Submitted to: Veterinary Parasitology
Publication Type: Peer Reviewed Journal
Publication Acceptance Date: May 25, 2001
Publication Date: N/A
Interpretive Summary: Sarcocystis neurona and Toxoplasma gondii are single celled parasites of animals. The former is transmitted via infected feces of opossums and the latter by cats. Both parasites are widely distributed in the Americas. Scientists at the Beltsville Agricultural Research Center and Virginia Tech; Blacksburg report dual infection by these parasites causing encephalitis in a sea otter. Results indicate contamination of sea water by these organisms. The results will be of use to parasitologists, veterinarians and wildlife biologists.

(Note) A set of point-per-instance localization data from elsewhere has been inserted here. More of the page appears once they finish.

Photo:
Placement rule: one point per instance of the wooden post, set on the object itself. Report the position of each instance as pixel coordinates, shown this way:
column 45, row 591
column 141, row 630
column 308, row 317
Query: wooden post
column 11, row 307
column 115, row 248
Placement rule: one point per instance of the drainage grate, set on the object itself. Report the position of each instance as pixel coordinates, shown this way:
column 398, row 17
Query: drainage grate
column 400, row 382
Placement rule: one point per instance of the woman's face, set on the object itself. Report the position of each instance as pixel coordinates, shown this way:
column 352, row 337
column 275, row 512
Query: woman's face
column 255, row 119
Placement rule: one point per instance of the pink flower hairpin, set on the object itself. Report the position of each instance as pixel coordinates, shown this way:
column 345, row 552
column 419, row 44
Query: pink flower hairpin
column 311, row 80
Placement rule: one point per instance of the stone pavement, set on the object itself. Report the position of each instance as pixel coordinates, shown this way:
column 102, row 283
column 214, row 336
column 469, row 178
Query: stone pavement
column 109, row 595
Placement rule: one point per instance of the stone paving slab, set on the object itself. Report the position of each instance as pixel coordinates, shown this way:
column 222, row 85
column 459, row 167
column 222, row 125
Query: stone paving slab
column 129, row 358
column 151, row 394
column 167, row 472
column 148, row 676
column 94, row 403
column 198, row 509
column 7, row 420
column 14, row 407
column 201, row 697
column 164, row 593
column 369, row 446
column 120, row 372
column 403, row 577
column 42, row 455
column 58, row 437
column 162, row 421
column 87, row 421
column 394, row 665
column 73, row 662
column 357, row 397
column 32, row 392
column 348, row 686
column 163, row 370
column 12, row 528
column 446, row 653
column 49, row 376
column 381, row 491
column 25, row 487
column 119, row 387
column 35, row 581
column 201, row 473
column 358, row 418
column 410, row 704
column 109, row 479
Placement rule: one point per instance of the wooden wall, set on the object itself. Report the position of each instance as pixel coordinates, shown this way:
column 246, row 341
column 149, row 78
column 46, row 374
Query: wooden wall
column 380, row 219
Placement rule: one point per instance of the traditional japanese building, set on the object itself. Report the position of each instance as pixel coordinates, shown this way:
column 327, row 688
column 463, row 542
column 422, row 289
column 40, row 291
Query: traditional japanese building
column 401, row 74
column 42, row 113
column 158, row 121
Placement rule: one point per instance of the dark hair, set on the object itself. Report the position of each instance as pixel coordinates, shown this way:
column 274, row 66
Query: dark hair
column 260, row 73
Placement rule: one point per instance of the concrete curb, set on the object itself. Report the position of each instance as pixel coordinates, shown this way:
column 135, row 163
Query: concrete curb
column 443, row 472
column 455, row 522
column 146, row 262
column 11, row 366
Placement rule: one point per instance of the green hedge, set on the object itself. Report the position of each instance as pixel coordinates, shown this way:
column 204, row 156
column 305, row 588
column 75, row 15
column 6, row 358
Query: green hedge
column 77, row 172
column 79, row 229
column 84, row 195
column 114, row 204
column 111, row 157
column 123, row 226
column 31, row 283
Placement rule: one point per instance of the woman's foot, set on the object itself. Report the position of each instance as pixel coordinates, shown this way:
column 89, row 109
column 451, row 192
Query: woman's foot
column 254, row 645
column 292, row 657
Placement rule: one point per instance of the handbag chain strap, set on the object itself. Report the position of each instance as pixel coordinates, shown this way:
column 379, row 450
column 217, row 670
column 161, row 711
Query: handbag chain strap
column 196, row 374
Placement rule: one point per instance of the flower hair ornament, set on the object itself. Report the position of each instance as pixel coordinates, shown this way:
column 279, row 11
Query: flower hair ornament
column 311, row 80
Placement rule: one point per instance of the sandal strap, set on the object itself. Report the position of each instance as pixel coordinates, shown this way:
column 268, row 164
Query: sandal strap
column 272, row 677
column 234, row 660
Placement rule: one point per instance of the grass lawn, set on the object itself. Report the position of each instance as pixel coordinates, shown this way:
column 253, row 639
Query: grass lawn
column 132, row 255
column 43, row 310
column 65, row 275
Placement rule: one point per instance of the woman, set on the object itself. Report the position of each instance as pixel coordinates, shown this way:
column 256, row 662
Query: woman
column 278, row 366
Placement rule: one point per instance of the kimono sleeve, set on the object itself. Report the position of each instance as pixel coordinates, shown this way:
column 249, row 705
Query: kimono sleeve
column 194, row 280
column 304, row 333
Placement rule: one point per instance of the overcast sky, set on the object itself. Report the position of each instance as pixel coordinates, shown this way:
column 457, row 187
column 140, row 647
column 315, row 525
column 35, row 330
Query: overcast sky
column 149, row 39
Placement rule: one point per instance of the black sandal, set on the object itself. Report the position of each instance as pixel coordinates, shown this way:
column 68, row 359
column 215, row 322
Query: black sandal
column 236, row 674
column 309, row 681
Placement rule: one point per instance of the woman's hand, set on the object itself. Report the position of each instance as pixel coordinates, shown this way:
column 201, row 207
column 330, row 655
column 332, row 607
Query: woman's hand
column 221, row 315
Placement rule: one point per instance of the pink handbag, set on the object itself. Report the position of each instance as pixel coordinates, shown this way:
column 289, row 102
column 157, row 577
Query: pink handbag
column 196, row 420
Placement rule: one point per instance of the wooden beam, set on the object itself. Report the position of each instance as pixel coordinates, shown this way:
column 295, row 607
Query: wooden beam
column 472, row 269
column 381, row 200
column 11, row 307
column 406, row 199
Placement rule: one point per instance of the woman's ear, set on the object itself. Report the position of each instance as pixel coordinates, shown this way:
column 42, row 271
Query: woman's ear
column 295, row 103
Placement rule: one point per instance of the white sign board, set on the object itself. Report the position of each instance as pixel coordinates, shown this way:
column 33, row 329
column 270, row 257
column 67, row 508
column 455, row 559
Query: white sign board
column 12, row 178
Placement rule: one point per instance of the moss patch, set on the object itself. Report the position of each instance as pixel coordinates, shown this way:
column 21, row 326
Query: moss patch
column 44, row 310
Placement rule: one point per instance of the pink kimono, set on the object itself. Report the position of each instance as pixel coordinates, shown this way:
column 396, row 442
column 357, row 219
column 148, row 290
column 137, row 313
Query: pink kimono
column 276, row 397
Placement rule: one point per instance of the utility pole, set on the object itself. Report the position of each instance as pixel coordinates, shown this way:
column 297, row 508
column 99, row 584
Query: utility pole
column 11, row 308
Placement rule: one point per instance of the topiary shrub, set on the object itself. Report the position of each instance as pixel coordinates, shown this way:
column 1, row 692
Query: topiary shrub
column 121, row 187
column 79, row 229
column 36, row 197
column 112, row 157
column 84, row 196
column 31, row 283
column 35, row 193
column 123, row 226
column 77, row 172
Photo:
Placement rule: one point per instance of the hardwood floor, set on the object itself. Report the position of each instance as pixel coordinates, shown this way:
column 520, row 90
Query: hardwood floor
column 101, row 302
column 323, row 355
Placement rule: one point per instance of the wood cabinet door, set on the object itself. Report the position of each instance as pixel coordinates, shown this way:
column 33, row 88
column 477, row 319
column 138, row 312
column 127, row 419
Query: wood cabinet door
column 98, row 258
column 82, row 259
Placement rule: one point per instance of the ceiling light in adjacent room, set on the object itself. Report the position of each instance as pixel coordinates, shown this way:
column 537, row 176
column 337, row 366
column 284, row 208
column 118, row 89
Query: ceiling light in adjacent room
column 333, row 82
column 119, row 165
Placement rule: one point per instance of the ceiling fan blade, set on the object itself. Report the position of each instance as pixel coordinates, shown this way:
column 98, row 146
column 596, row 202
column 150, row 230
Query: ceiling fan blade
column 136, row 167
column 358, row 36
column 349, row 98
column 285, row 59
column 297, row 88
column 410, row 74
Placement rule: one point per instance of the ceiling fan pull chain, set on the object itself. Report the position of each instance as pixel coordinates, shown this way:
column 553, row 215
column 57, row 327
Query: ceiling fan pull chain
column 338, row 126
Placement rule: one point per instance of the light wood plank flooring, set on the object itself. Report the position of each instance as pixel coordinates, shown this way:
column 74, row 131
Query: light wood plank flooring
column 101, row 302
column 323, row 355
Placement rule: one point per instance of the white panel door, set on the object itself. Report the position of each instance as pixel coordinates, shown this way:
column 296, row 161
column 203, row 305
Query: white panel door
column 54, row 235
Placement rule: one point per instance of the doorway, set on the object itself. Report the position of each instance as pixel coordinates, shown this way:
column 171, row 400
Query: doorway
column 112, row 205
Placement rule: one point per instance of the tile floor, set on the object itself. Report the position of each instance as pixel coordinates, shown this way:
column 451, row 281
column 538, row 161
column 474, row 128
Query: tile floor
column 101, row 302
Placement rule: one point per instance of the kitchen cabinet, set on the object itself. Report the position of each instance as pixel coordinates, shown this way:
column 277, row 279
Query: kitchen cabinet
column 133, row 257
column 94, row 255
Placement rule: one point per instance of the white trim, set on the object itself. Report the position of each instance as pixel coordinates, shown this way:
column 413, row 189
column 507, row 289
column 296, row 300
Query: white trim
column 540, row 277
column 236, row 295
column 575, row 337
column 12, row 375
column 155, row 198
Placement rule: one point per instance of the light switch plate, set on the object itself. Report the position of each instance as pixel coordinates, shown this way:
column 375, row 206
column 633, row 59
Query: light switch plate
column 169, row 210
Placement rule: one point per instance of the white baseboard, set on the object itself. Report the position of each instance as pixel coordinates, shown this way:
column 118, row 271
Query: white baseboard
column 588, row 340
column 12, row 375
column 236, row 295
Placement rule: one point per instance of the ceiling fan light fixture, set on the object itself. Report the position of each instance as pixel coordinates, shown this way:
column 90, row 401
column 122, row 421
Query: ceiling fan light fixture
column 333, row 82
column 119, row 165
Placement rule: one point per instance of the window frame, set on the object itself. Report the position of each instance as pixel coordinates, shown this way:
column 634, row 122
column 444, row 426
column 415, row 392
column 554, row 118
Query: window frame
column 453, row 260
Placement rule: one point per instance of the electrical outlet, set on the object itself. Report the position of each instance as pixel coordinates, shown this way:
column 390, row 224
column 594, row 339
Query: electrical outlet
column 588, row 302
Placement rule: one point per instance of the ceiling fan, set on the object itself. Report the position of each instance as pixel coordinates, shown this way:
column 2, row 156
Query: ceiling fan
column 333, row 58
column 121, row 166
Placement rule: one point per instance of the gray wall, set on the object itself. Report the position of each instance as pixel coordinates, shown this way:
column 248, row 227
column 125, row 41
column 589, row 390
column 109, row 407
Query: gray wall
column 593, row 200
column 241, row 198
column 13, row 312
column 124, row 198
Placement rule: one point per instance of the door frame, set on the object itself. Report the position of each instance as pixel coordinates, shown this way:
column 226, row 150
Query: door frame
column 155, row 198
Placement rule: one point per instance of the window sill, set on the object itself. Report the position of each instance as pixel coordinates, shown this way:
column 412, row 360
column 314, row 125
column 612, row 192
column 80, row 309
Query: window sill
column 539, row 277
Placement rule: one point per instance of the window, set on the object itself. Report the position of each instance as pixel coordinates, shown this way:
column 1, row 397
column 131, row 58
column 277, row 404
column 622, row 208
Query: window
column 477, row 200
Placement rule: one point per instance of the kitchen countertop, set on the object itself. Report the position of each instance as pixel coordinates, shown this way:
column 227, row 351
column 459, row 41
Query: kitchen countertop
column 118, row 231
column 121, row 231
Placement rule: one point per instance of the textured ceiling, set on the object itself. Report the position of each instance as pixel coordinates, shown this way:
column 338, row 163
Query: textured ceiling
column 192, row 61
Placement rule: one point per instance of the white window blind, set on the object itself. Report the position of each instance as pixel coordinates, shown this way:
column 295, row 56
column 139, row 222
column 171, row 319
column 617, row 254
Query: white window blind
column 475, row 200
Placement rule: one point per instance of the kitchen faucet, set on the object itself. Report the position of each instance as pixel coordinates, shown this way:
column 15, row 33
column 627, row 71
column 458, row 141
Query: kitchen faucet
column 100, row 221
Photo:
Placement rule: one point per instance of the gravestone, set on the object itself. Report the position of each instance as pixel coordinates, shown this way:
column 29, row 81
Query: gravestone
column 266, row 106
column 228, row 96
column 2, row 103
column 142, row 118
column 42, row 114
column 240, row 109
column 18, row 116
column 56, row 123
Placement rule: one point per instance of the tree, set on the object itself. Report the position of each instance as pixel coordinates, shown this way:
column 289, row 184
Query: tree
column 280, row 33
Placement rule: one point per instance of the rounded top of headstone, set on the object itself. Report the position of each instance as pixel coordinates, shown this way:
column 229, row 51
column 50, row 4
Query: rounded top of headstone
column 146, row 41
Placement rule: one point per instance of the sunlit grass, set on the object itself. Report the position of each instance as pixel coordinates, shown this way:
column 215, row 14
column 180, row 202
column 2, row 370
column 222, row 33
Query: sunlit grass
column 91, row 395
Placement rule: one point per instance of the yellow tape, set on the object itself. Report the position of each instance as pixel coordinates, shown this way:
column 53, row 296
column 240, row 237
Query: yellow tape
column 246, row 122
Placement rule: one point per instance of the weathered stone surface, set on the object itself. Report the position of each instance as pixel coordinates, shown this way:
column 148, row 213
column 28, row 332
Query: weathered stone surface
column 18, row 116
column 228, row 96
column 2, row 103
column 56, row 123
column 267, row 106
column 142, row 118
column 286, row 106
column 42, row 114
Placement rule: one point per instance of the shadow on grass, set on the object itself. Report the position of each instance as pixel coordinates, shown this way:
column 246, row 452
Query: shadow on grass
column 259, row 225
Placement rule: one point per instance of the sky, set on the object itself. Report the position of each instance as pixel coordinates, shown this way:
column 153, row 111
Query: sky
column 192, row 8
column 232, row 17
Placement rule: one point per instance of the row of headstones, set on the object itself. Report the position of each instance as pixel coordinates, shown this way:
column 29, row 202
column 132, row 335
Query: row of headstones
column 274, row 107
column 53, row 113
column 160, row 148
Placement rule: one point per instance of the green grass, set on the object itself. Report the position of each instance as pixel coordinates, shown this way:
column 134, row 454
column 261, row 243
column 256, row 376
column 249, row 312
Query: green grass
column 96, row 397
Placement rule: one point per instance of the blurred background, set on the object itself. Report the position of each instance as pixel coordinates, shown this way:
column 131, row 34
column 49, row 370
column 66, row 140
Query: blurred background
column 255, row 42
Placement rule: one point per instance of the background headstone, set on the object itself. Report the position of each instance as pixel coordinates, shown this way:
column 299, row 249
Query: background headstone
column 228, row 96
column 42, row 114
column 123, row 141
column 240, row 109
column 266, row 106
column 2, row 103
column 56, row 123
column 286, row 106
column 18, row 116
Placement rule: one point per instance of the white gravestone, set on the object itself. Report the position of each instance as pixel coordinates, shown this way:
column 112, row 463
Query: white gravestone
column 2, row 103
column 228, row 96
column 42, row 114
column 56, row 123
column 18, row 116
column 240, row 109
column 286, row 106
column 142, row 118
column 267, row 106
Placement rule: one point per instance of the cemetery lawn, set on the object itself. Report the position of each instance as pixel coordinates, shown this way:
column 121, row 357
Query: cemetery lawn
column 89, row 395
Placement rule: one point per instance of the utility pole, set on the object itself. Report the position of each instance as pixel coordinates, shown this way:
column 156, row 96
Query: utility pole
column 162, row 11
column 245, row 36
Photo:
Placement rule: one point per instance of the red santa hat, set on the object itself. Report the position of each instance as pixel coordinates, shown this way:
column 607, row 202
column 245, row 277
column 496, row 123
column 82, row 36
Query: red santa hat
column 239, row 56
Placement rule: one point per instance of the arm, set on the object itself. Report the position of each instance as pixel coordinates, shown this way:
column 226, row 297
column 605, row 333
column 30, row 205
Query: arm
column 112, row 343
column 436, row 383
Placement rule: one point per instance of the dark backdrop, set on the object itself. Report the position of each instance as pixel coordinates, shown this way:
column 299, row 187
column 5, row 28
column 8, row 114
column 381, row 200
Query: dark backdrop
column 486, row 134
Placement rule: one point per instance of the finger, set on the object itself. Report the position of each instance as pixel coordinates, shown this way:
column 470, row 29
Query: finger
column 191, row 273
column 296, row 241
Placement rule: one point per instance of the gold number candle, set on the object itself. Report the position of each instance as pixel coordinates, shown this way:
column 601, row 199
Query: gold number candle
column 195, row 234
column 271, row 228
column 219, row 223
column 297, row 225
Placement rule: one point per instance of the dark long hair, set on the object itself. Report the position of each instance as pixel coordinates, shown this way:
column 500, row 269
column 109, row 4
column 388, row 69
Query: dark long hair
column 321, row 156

Dual Sarcocystis neurona and Toxoplasma gondii infection was observed in a Northern sea otter from Washington, USA. The animal was found stranded, convulsed, and died shortly thereafter. Encephalitis caused by both S. neurona and T. gondii was demonstrated in histological sections of brain stained with parasite specific antisera. The lesions induced by T. gondii suggested that the sea otter was suffering from reactivated toxoplasmosis. Toxoplasma gondii was isolated in mice inoculated with brain tissue. A cat that was fed infected mouse brain tissue excreted T. gondii oocysts which were infective for mice. PCR of brain tissue from the sea otter using primer pairsJNB33/JNB54 resulted in amplification of a 1,100 bp product. This PCR product was cut in to 884 and 216 bp products by Dra I but was not cut by Hinf I indicating that it was S. neurona. No PCR product was detected in the brain of a sea otter which had no lesions of encephalitis.